As the ancient bus rumbled into the sun I involuntarily took a deep breath and closed my eyes. I had missed the feeling of the sun on my skin so badly since the fire. I could taste the fall air on my tongue. I had crisp, fresh, moist air in my lungs for the first time in a year and a half. It was ecstasy.

"Feels good, doesn't it?"

I opened my eyes to see that the blonde haired boy who had been trailing after Shayla earlier was now sitting in the seat behind me.He grinned from ear to ear as he took deep, gulping breaths of the fresh air.

"It almost makes it worth signing my life away to the Scavengers," I admitted with a guilty smile.

He shrugged his shoulders. "I think they make it out to be worse than it is," he told me. "Last time we went out we were outside the Cube four days and never even saw a single zombie."

"Really?"I had a hard time believing that. Mom always told me you could hardly take two steps outside the Cube without getting snapped at by a zombie. I'd expected the bus to get mobbed with rotting flesh the moment it passed through the heavy gates.

The quiet, cracked asphalt road and surrounding trees were a bit of a letdown in comparison to the monstrous images that had kept me awake all of the previous night.

"Really,"the boy confirmed. "I'm Jeb Moon, by the way." He held out one hand and I shook it.
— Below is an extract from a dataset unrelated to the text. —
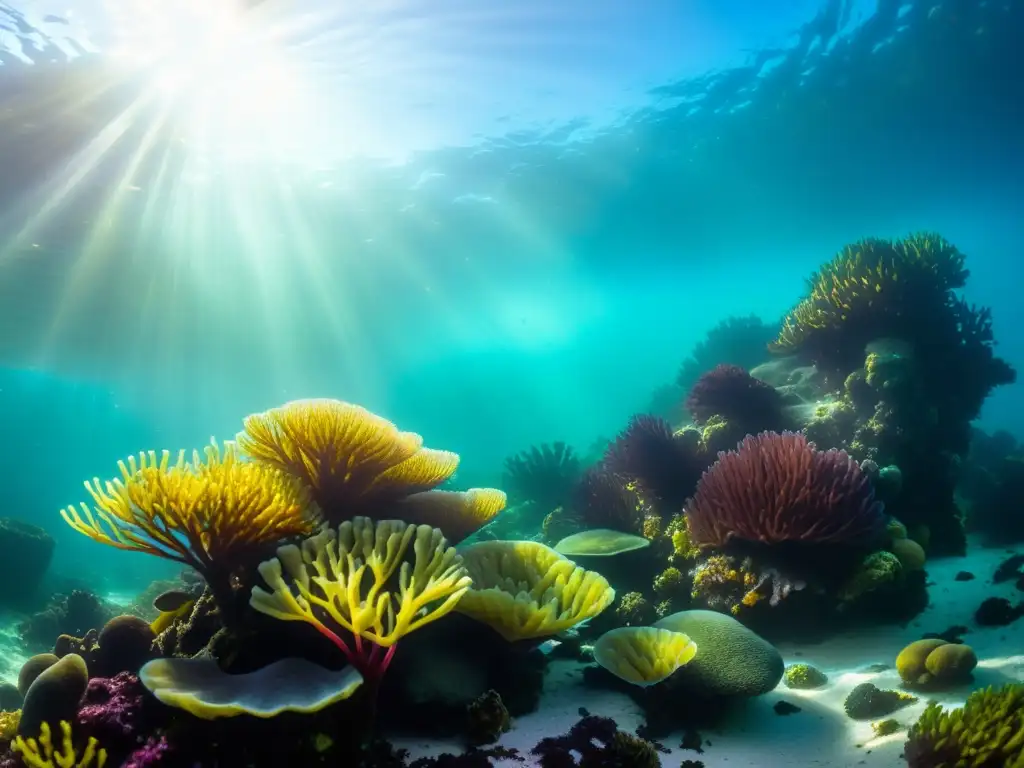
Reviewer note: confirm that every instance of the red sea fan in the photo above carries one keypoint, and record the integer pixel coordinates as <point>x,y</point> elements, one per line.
<point>730,392</point>
<point>778,488</point>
"Pilar Augustus," I introduced myself. You would think that you wouldn't meet a whole lot of strangers when you'd grown up in a giant concrete box that no one ever left, but the opposite was true. The Cube was severely overcrowded. My Dad had always told me that the Cube had been built to house roughly 3,000 people. It was currently occupied by approximately 7,674 people. Over 4,000 too many for the facility to hold comfortably.

Certain groups of individuals, like the Scavengers or the Powers That Be,were celebrities. Everyone else was just someone you had to elbow out of your way on food distribution day.

I still couldn't remember if I had seen Jeb on stage with the rest of the Scavengers during the last assembly. Not that it really mattered if he'd been there or not. I did remember the feeling of my Mom's fingers squeezing all the blood out of mine as a truck load of canned goods were brought into the cafeteria. The Scavengers had delivered 3,492 cans, to be exact. It seemed like a lot of food but it hadn't been nearly as much as we'd needed. 3,492 cans of refried beans and creamed corn didn't do much to feed 7,674 people long term.

Dad said it was only a matter of time before we ran out of food inside the Cube. He'd been very vocal in trying to draw attention to what he saw as a serious problem with the way the Powers That Be were handling our ever worsening food shortage.

Dad had said we, the citizens of the Cube, could not survive another 30 years on increasingly rancid and mushy canned goods. He said it was impractical and unrealistic of the Powers That Be not to have figured out another way to feed the masses by now, especially since no new canned goods had been manufactured since the apocalypse.